Find the map from $\{ z: - \pi/2 < Im(z)<\pi/2\}$ to the vertical strip $\{ z: 0 < Re(z)<\log 2\}$.

Question

Find the map from $\{ z: - \pi/2 < Im(z)<\pi/2\}$ to the vertical strip $\{ z: 0 < Re(z)<\log 2\}$.

Using the map $f(z)=i (2/\pi)(\log 2) z$

we get the image of $f$ as $\{ z: \log 1/2 < Re(z)<\log 2\}$. But not the required one. How can I get that? Thanks

Answer 1

You are on the right track. I believe you start with the mapping $ z \rightarrow iz$, which maps the horizontal strip to the corresponding vertical strip.

Then use $ \zeta \rightarrow \zeta+\pi/2$, which moves the vertical strip in the positive right direction.

Finally use $\omega \rightarrow \frac{\omega log(2)}{\pi}$.

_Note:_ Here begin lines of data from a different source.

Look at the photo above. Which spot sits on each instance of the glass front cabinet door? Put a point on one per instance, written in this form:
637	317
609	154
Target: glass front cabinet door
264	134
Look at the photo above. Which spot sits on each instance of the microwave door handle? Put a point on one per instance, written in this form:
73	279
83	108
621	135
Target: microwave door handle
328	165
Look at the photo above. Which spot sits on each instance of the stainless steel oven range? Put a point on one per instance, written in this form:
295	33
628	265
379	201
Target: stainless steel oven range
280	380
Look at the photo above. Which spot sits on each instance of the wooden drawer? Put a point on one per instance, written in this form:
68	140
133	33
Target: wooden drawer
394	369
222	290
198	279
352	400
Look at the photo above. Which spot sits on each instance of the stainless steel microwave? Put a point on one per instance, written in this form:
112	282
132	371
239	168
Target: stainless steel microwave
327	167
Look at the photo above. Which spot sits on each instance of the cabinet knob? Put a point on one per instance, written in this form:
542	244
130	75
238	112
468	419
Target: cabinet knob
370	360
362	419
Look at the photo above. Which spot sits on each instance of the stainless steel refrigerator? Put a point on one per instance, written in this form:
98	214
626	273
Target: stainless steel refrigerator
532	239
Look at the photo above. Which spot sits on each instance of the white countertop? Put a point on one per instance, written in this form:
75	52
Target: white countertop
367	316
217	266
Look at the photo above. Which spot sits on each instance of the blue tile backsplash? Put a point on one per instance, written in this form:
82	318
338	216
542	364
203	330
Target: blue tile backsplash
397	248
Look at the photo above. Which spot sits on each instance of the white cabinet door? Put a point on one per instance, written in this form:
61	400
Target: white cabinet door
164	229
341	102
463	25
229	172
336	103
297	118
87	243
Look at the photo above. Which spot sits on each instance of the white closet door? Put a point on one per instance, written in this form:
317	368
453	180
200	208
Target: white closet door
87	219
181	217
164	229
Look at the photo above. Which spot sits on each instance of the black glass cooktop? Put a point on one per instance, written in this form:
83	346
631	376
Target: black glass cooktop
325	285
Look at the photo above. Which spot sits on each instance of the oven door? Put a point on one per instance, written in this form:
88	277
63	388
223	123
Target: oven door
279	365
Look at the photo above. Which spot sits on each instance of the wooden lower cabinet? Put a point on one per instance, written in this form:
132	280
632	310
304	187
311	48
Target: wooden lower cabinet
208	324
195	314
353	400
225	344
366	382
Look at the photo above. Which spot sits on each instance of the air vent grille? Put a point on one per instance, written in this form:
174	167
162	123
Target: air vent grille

Now compose all of these together.

Answer 2

1. Shift the horizontal strip upwards by $\pi/2$ units ($+i\pi/2$), so that the strip lies on the real axis.
2. Rotate the strip by $\pi/2$ clockwise ($\cdot (-i)$)
3. Adjust the width of the strip by multiplying by a factor of $\log 2/\pi$.

This gives $f(z) = \dfrac{\log2}{\pi} \, (-i) \left(z + i \, \dfrac\pi2\right)$.

Answer 3

$f(z)=\frac{az+b}{cz+d}$.

Let's put $f(-\frac{\pi}2i)=0, f(\frac{\pi}2i)=\log2$ and $f(0)=\frac{\log2}2$.

So, $a=-\frac2{\pi}ib$. And $\frac{b+b}{\frac{\pi}2ic+d}=\log2 $. Finally, $b=\frac{\log2}2d\implies c=0$.

Putting this together, $f(z)=\frac{-\frac2{\pi}biz+b}{\frac2{\log2}b}$, or $\boxed{f(z)=-\frac{\log2}{\pi}(iz-\frac{\pi}2)}$.